Changed the filter template in PgVercorStore to replace JSONPath expressions with JSONB field access, using standard SQL operators such as '=' instead of '==', 'AND' instead of '&&', and 'OR' instead of '||'. This adjustment addresses compatibility issues with the 'IN' operator, which previously returned parse errors. Also updated PgVectorFilterExpressionConverter and corresponding tests to align with these changes.

  • Replaced metadata::jsonb @@ '$.key == "value"'::jsonpath with metadata::jsonb->>'key' = 'value'
  • Fixed parsing issues with metadata::jsonb @@ '$.key in ["value"]'::jsonpath by using JSONB field access.
  • Updated logical operators IN filter expressions to standard SQL syntax.
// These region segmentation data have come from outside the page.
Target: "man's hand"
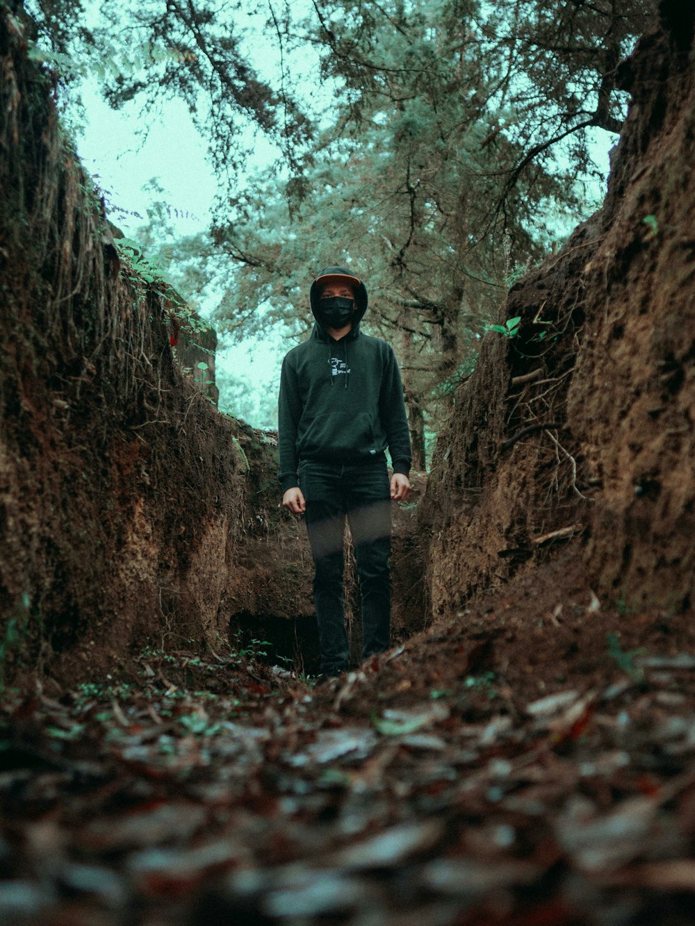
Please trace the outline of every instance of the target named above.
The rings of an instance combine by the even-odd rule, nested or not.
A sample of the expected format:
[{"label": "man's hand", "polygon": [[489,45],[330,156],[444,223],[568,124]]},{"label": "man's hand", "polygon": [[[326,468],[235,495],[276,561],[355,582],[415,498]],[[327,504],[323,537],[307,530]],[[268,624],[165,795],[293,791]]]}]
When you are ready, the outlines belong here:
[{"label": "man's hand", "polygon": [[[393,483],[391,483],[393,485]],[[302,515],[307,510],[307,503],[304,501],[302,490],[298,485],[292,489],[287,489],[283,495],[283,506],[294,515]]]},{"label": "man's hand", "polygon": [[395,502],[404,502],[411,491],[411,481],[402,472],[395,472],[391,477],[391,498]]}]

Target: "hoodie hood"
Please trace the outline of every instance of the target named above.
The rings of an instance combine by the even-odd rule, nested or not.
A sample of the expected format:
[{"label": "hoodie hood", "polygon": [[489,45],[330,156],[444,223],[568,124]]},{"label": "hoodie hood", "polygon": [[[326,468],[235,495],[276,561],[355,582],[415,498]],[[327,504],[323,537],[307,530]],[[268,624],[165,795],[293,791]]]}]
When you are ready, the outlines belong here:
[{"label": "hoodie hood", "polygon": [[311,283],[311,289],[310,290],[310,301],[311,303],[311,312],[316,319],[314,336],[321,337],[322,335],[326,338],[328,337],[327,332],[323,330],[317,318],[316,310],[319,307],[322,288],[329,282],[347,282],[355,291],[355,315],[353,316],[352,330],[348,335],[348,337],[352,340],[357,337],[359,333],[360,322],[362,316],[367,311],[368,300],[366,286],[361,280],[360,280],[359,277],[356,277],[354,273],[351,273],[347,267],[324,267]]}]

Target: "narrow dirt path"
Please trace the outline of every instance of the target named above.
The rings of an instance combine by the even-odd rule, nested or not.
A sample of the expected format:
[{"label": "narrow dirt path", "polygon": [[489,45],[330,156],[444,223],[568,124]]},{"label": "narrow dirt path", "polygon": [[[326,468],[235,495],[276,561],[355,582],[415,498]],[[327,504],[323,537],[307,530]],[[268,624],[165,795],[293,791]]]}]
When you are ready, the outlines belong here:
[{"label": "narrow dirt path", "polygon": [[331,682],[6,692],[0,921],[691,922],[693,632],[558,569]]}]

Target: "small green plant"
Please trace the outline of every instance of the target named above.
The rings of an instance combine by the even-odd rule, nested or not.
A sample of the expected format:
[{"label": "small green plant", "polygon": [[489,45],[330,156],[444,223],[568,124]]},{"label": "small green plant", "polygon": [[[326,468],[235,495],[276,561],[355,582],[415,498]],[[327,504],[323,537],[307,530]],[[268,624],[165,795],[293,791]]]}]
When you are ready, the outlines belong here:
[{"label": "small green plant", "polygon": [[644,678],[644,670],[635,665],[635,657],[641,656],[644,649],[624,650],[620,645],[620,638],[617,633],[609,633],[606,639],[608,640],[608,655],[615,660],[618,669],[626,675],[629,675],[633,682],[641,682]]},{"label": "small green plant", "polygon": [[475,692],[484,693],[488,698],[492,699],[497,697],[497,689],[493,685],[494,681],[494,672],[483,672],[482,675],[469,675],[464,682],[464,684],[466,688],[471,688]]},{"label": "small green plant", "polygon": [[507,319],[503,325],[489,325],[488,332],[497,332],[503,334],[505,338],[513,338],[519,333],[521,328],[521,316],[517,315],[513,319]]},{"label": "small green plant", "polygon": [[0,639],[0,694],[5,692],[5,670],[10,656],[14,658],[24,644],[29,632],[32,602],[24,592],[7,619],[5,636]]}]

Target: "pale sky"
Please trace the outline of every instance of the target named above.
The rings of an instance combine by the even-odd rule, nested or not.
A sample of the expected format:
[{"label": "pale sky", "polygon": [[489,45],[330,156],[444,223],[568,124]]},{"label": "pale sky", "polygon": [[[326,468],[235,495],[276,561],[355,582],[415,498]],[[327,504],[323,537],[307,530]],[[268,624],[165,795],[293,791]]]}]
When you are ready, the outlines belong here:
[{"label": "pale sky", "polygon": [[[303,2],[303,0],[300,0]],[[95,6],[93,17],[98,16]],[[273,67],[275,49],[263,43],[260,36],[254,46],[254,56],[263,59],[264,70]],[[265,46],[263,46],[265,45]],[[314,88],[316,84],[314,84]],[[171,214],[171,223],[182,237],[208,228],[210,207],[216,192],[216,179],[207,159],[206,144],[193,125],[186,105],[181,100],[164,101],[158,118],[150,122],[147,139],[141,146],[137,137],[142,130],[141,104],[136,98],[122,109],[111,109],[99,96],[94,79],[83,82],[82,102],[88,123],[83,137],[78,139],[78,153],[85,169],[95,175],[99,187],[114,206],[140,213],[146,219],[146,209],[155,199],[164,198],[178,217]],[[606,163],[611,139],[605,132],[596,139],[597,158]],[[249,169],[268,167],[276,153],[257,140]],[[163,194],[148,193],[144,186],[153,177],[164,188]],[[597,191],[599,195],[600,192]],[[113,213],[109,216],[130,237],[137,238],[142,219]],[[214,305],[200,307],[204,316]],[[264,339],[247,341],[220,351],[218,369],[247,379],[259,393],[277,394],[280,364],[286,342]],[[272,421],[251,421],[256,426],[269,426]]]}]

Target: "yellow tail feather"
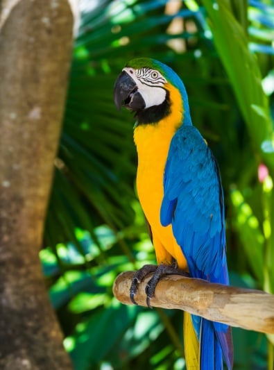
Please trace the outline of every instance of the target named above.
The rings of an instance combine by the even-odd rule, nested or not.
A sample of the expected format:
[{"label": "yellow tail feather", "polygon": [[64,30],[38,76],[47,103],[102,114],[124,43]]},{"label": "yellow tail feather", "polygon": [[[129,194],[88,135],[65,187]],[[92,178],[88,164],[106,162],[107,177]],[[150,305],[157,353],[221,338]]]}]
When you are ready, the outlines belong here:
[{"label": "yellow tail feather", "polygon": [[184,312],[185,357],[187,370],[199,370],[200,346],[193,327],[191,314]]}]

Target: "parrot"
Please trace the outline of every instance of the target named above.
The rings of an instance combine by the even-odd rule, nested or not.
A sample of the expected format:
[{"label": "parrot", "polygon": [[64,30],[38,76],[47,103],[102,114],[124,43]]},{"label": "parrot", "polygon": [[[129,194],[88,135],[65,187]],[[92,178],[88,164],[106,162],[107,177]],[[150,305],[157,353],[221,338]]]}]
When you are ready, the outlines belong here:
[{"label": "parrot", "polygon": [[[114,86],[114,100],[134,114],[136,186],[157,265],[138,270],[130,290],[153,273],[146,293],[151,307],[157,283],[171,274],[229,284],[225,206],[216,160],[192,124],[187,93],[178,75],[150,58],[128,62]],[[231,328],[184,312],[188,369],[220,370],[233,364]]]}]

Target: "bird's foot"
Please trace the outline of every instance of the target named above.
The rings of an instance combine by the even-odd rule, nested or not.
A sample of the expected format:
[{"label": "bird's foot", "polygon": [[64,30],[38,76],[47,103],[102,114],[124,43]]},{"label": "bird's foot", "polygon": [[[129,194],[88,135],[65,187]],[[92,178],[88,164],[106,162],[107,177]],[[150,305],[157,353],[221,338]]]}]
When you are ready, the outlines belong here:
[{"label": "bird's foot", "polygon": [[142,269],[136,272],[131,283],[130,293],[130,300],[132,303],[135,305],[137,304],[134,299],[134,296],[137,291],[138,285],[147,275],[152,272],[153,273],[153,275],[151,280],[148,280],[146,287],[146,304],[150,308],[152,308],[151,305],[151,299],[154,296],[156,285],[163,276],[166,275],[189,276],[189,274],[187,272],[183,271],[178,268],[176,262],[174,262],[172,264],[159,264],[159,266],[155,264],[145,264]]},{"label": "bird's foot", "polygon": [[138,289],[139,284],[145,278],[147,275],[149,275],[152,272],[155,273],[157,266],[155,264],[145,264],[140,269],[137,271],[135,274],[133,278],[131,281],[131,285],[130,289],[130,301],[135,305],[138,303],[135,301],[134,296],[136,294],[136,292]]}]

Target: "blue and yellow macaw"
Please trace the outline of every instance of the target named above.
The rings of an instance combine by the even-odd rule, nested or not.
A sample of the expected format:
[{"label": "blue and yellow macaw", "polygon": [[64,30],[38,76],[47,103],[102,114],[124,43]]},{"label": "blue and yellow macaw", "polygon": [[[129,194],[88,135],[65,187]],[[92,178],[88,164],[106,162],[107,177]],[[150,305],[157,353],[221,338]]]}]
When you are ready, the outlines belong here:
[{"label": "blue and yellow macaw", "polygon": [[[117,106],[135,112],[138,154],[137,188],[149,225],[158,267],[146,289],[148,304],[162,274],[180,271],[191,277],[228,284],[223,190],[218,165],[192,126],[187,94],[178,76],[151,58],[123,68],[114,85]],[[173,269],[174,267],[174,269]],[[137,283],[151,265],[137,272]],[[232,367],[230,328],[185,312],[188,369]]]}]

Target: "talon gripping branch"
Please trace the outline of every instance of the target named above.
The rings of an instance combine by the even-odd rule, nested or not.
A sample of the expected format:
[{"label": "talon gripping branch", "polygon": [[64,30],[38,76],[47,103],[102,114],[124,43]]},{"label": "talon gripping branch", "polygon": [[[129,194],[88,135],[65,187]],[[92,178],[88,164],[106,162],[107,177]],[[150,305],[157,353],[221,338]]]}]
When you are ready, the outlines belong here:
[{"label": "talon gripping branch", "polygon": [[[154,276],[148,304],[163,274],[188,271],[191,277],[228,284],[223,190],[212,151],[192,126],[184,84],[169,67],[150,58],[128,63],[114,85],[116,106],[135,112],[138,153],[137,187],[150,228],[159,267],[144,266]],[[230,328],[185,312],[187,369],[232,367]]]}]

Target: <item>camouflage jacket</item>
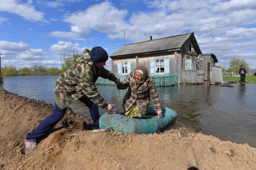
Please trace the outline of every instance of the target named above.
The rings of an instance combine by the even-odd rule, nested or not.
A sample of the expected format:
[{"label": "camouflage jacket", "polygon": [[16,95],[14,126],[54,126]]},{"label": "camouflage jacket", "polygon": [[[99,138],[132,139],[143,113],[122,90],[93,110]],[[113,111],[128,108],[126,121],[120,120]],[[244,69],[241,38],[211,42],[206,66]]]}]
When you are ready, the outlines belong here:
[{"label": "camouflage jacket", "polygon": [[93,103],[102,108],[107,104],[95,86],[99,77],[115,81],[117,77],[104,67],[96,67],[88,53],[84,53],[76,59],[76,63],[66,72],[60,75],[54,88],[54,100],[61,108],[87,96]]},{"label": "camouflage jacket", "polygon": [[154,110],[160,110],[159,98],[154,86],[154,80],[148,77],[145,82],[138,88],[133,73],[127,75],[126,80],[121,82],[121,86],[117,86],[118,89],[125,89],[128,87],[123,101],[123,107],[127,111],[133,105],[139,107],[142,115],[147,113],[147,108],[150,104],[150,98],[154,105]]}]

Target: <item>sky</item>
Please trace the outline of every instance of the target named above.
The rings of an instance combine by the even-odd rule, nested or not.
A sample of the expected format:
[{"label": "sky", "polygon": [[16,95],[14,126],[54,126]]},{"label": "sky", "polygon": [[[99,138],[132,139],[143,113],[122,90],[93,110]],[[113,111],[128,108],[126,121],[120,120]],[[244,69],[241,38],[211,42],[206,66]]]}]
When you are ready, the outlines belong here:
[{"label": "sky", "polygon": [[101,46],[111,54],[150,36],[192,32],[217,65],[228,68],[239,58],[256,68],[255,0],[0,1],[2,66],[60,68],[61,56],[84,48]]}]

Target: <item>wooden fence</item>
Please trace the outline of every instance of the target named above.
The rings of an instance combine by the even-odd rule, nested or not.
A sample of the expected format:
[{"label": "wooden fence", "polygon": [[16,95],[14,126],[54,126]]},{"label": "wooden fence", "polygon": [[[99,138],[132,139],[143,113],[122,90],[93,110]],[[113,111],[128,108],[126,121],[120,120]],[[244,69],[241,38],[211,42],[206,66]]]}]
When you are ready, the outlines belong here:
[{"label": "wooden fence", "polygon": [[217,66],[212,66],[210,72],[211,84],[223,84],[222,72],[221,68]]},{"label": "wooden fence", "polygon": [[[154,80],[154,84],[156,87],[163,87],[174,85],[178,83],[178,75],[154,75],[151,77]],[[120,81],[123,81],[126,79],[126,75],[118,76],[118,78]],[[110,85],[116,86],[115,83],[105,79],[102,77],[99,77],[96,81],[96,84],[99,85]]]}]

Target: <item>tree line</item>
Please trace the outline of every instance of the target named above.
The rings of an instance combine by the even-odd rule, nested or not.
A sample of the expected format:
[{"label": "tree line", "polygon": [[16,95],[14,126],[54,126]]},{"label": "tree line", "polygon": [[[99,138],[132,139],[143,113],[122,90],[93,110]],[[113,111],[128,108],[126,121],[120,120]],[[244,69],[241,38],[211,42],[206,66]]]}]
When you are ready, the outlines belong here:
[{"label": "tree line", "polygon": [[70,68],[80,56],[79,54],[73,54],[72,55],[64,54],[61,56],[61,68],[60,69],[56,67],[48,68],[37,65],[30,68],[23,67],[20,69],[17,69],[15,66],[5,66],[1,67],[1,74],[4,76],[58,75]]},{"label": "tree line", "polygon": [[34,65],[31,68],[23,67],[17,69],[15,66],[5,66],[1,68],[1,73],[4,76],[17,75],[55,75],[59,74],[56,67],[47,68],[42,65]]}]

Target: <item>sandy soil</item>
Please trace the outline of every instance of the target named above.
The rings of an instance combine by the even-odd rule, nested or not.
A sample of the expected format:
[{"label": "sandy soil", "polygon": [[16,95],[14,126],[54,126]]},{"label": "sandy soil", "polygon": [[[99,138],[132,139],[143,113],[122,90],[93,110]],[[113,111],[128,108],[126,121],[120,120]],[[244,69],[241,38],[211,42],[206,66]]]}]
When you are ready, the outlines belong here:
[{"label": "sandy soil", "polygon": [[153,135],[93,132],[91,120],[71,110],[26,153],[25,133],[52,110],[0,89],[0,169],[256,169],[256,148],[248,144],[183,128]]}]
These changes improve the clarity, execution reliability, and compatibility of filter expressions in the database.

Comment From: tzolov

Thank you @dperezcabrera, looks like a nice improvement!

Could you please pull rebase to the upstream main (e.g. git pull -r upstream main), resolve any eventual conflicts and (force) merge to you PR?

Comment From: dperezcabrera

Thank you. I've rebased and merged the changes as requested!

Comment From: tzolov

@dperezcabrera have you run the integration tests for the pgvector and for the autoconfiguraiton? the ./mvnw clean install -pl vector-stores/spring-ai-pgvector-store -Pintegration-tests is failing form me

Comment From: dperezcabrera

I have executed them; however, since I don't have an API key for OpenAI, this has been the result: run: 4, Failures: 0, Errors: 0, Skipped: 4.

Can you please send me the error logs by email?

Comment From: tzolov

@dperezcabrera for example

  • searchWithFilters: COSINE_DISTANCE
org.springframework.jdbc.BadSqlGrammarException: PreparedStatementCallback; bad SQL grammar [SELECT *, embedding [=] ? AS distance FROM vector_store WHERE embedding [=] ? [ ?  AND (metadata::jsonb-]]'country' = 'BG' AND metadata::jsonb-]]'year' = 2020)  ORDER BY distance LIMIT ? ]
 ```
* searchWithFilters: EUCLIDEAN_DISTANCE
 ```
 org.springframework.jdbc.BadSqlGrammarException: PreparedStatementCallback; bad SQL grammar [SELECT *, embedding [-] ? AS distance FROM vector_store WHERE embedding [-] ? [ ?  AND (metadata::jsonb-]]'country' = 'BG' AND metadata::jsonb-]]'year' = 2020)  ORDER BY distance LIMIT ? ]
 ```
 * searchWithFilters: NEGATIVE_INNER_PRODUCT

org.springframework.jdbc.BadSqlGrammarException: PreparedStatementCallback; bad SQL grammar [SELECT *, (1 + (embedding [#] ?)) AS distance FROM vector_store WHERE (1 + (embedding [#] ?)) [ ? AND (metadata::jsonb-]]'country' = 'BG' AND metadata::jsonb-]]'year' = 2020) ORDER BY distance LIMIT ? ]

```

Comment From: dperezcabrera

I see another problem, metadata::jsonb->>'year' must be (metadata->>'year')::INTEGER In protected void doKey(Key key, StringBuilder context) { I can't do this change.

Comment From: markpollack

Hi, this is a great contribution to improve the speed of pgvector, you mention In protected void doKey(Key key, StringBuilder context) { I can't do this change. what do you mean?

I can't easily share access keys, I would recommend getting an openai subscription, the cost is minimal.

Comment From: dperezcabrera

Here: (https://github.com/dperezcabrera/spring-ai/blob/bebbfceab6e22a6bdeda3c3e168aceaf52994abd/spring-ai-core/src/main/java/org/springframework/ai/vectorstore/filter/converter/PgVectorFilterExpressionConverter.java#L64C1-L76C1)

I need to know the type of the key. If fieldname is an integer, the method must use this template (metadata->>'fieldname')::INTEGER. If fieldname is a string, then: metadata::jsonb->>'fieldname'. If fieldname is a date, (metadata->>'fieldname')::DATE. This ensures the key is correctly interpreted in the database query. This will require a significant change in the common classes and may have side effects on other implementations, which need to be carefully considered before proposing it.

Now I have and access key, before I only had API keys for Microsoft's Azure, and they didn't work with the integrated tests.

Comment From: markpollack

bumping to RC1, apologies

Comment From: dperezcabrera

I think it is best to close this pull request, and address this functionality in the future. If you agree, close it.

Comment From: tzolov

Thank you for the effort @dperezcabrera. We can re-open it in the future if you have time to work on it.

Causing due to some unsolved issues (check the log above).